When Creative Arms was designing the ARK, they stuck with the 7.62x39mm cartridge purposely. “The 7.62×39 is cheap to shoot and a good round for midsized game out to about 250 yards,” Bob said. “We make .300 Blackout and 5.56 NATO in ARs, and at the time we were working on the ARK there was a big ban on ammo in 5.45x39mm, so we did not use that caliber. However, we can make the ARK in 5.45x39mm, but it’s a limited market due to lower-priced ammo and most Americans would rather shoot an AR variant.”

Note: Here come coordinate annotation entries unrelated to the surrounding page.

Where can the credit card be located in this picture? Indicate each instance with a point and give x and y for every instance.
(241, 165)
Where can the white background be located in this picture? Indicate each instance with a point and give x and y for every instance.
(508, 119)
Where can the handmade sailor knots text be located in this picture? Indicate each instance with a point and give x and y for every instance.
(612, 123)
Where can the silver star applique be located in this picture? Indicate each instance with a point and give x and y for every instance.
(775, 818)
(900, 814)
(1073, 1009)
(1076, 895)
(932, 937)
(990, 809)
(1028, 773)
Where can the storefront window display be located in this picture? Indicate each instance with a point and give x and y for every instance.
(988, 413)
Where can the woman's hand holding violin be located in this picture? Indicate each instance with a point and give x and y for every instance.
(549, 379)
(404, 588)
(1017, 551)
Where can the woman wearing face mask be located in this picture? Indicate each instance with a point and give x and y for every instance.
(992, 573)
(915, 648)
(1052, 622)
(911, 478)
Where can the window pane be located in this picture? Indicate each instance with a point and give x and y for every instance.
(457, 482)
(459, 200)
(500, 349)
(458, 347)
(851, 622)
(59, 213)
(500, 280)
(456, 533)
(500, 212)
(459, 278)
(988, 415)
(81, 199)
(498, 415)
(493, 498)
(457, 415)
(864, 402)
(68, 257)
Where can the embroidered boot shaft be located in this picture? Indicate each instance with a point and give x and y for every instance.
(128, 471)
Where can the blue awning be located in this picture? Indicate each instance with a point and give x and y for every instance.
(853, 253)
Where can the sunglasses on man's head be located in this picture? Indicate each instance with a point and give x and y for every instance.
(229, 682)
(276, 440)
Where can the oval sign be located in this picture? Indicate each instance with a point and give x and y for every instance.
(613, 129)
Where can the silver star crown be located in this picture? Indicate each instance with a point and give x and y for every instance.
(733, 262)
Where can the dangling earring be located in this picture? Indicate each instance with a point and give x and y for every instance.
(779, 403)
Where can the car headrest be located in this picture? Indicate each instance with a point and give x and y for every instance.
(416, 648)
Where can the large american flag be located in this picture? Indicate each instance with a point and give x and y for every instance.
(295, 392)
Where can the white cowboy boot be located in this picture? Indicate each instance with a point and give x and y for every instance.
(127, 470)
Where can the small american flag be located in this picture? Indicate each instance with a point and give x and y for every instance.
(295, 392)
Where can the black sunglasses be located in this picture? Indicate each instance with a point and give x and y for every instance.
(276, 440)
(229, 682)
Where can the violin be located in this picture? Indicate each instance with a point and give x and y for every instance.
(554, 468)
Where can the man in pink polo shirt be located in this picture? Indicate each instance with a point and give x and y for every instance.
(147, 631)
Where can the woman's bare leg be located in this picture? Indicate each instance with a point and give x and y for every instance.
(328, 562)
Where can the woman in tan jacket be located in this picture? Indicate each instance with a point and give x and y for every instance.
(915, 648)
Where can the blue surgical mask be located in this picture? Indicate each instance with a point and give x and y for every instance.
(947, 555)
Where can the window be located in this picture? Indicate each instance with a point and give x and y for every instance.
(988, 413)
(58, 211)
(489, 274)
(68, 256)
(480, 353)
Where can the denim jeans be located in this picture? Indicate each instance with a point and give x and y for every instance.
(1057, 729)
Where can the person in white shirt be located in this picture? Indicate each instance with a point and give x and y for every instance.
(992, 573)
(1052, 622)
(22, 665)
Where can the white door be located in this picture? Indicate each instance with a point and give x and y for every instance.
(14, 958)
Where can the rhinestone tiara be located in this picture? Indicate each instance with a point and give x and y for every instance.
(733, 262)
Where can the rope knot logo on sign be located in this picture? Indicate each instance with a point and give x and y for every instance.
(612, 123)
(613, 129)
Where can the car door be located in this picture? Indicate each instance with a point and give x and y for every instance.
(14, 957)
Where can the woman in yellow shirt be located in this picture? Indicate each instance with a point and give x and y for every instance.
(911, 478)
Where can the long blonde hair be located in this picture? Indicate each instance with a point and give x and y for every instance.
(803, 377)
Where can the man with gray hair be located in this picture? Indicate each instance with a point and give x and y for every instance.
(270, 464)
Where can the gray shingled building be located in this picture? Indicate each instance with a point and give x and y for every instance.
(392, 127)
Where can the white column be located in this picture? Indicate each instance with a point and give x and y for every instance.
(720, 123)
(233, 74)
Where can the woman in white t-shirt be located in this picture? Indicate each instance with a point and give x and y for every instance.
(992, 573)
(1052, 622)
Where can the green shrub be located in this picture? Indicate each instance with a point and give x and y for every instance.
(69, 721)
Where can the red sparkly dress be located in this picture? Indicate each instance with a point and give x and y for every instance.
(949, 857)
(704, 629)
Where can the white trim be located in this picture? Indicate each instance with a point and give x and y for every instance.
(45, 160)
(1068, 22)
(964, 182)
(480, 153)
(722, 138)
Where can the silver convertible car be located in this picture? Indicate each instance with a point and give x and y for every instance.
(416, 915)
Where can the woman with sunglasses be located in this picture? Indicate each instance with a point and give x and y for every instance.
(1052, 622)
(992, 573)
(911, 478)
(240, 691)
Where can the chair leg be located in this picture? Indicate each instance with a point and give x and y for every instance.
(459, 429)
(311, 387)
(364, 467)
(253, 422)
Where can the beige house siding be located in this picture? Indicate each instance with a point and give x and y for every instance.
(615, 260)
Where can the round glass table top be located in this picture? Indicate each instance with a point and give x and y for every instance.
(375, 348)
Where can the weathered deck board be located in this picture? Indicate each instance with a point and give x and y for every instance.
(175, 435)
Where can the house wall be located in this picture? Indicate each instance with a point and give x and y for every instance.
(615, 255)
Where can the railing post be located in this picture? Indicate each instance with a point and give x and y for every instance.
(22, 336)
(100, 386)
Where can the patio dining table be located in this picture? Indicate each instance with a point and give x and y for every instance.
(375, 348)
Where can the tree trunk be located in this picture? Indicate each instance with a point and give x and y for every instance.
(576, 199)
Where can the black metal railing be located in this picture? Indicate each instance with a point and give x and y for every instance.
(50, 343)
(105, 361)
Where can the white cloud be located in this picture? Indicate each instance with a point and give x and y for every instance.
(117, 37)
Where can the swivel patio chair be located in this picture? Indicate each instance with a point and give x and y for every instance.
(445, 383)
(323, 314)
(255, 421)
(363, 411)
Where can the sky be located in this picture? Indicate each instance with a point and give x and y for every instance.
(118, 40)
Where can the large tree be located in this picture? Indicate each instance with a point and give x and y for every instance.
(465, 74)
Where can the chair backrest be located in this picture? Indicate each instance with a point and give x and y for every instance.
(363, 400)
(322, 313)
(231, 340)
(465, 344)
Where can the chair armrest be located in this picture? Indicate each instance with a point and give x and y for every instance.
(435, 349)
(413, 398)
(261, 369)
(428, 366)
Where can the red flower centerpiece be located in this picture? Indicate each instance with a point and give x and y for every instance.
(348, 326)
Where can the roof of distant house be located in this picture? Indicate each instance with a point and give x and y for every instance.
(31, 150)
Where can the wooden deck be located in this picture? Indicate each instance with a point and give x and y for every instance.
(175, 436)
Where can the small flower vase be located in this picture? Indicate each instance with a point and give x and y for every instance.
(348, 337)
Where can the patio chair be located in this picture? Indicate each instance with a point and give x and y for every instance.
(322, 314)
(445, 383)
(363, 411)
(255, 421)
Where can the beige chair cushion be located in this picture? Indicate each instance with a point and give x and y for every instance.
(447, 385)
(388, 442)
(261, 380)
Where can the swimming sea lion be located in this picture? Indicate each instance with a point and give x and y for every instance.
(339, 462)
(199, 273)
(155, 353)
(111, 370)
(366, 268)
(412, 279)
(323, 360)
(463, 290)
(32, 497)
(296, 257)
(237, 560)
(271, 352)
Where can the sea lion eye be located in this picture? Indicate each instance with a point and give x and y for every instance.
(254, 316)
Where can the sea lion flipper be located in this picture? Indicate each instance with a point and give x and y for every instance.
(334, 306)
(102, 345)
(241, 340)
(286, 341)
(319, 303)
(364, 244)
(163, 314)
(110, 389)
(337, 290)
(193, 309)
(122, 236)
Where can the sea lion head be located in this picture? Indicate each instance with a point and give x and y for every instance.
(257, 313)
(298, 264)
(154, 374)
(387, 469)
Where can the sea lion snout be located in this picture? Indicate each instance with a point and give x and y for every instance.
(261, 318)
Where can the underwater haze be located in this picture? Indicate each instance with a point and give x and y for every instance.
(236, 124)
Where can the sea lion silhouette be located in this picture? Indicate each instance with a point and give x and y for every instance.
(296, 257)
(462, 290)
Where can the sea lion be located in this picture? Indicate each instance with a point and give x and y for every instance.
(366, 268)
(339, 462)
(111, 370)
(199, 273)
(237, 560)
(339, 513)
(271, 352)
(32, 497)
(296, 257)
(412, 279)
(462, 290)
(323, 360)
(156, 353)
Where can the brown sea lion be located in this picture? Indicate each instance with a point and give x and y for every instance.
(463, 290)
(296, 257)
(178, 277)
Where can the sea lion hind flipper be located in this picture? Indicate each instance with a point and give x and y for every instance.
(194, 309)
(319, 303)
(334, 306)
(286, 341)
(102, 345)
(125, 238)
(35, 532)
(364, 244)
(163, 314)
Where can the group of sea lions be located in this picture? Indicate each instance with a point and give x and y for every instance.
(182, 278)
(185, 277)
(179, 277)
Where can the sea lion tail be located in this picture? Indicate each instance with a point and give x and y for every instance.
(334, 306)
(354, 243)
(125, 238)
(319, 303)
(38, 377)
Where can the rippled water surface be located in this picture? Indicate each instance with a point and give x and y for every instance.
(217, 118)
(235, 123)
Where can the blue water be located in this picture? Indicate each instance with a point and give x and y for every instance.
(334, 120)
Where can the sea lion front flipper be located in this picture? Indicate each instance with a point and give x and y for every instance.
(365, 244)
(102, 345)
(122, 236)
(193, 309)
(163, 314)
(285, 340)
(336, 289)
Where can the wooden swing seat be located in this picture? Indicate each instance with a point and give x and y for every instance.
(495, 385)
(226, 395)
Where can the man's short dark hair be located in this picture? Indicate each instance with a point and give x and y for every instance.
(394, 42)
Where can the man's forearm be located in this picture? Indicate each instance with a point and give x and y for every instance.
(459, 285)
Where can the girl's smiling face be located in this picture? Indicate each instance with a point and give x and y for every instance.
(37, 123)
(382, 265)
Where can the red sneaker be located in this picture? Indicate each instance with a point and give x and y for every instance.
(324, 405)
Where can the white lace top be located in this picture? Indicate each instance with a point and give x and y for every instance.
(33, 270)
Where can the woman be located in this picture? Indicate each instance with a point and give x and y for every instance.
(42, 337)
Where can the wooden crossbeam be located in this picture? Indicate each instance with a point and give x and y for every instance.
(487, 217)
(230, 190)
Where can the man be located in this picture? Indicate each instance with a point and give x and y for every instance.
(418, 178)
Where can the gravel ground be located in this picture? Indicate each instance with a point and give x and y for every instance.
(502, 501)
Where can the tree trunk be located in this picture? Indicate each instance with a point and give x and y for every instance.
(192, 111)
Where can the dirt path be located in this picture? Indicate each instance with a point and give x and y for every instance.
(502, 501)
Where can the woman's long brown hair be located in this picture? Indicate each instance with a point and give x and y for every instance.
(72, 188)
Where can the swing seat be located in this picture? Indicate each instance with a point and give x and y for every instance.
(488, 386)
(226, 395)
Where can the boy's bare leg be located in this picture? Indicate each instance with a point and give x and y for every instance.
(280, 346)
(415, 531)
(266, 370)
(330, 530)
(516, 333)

Now, let’s make one thing clear. Creative Arms, Bob Folkestad — and even little ole me, the gun writer — know quite well that an ARK is not an AK-47. It’s an AK hybrid. We also know that the AK following is by far the most boisterous in the firearms community, so how they reacted to the ARK was absolutely noticed by Creative Arms.
So, how did the AK crowd react?
“They love it or they hate it,” said Bob. “I am an AK purist personally, and I have 20 or so in my personal collection from several countries and calibers. AK owners do not drink the same Kool Aid as the AR guys do — they’re much tougher on any AK variants that are new. If it’s from the (former) Eastern Block countries or Russia, they love them. Dedicated AK shooters pick apart my guns — until they shoot one.”
So, if you’re not a card-carrying member of the “AK-47 or nothing” crowd, how do you decide between an ARK or an AK platform to blow through a few cases of 7.62x39mm ammunition? Even for Bob, it’s a hard question.
“It’s like buying tennis shoes: What do you want?” said Bob. “Our guns are 100 percent USA made, we make our own bolts, carrier, trunnion, gas tube, receiver, rails and handguards. It’s a solid gun, and to make it this way we needed to bring everything in-house. If a potential buyer wants to put an optic on a sporting rifle in 7.62×39, add a rail and have countless furniture, grip and trigger options — then the ARK is a good platform.”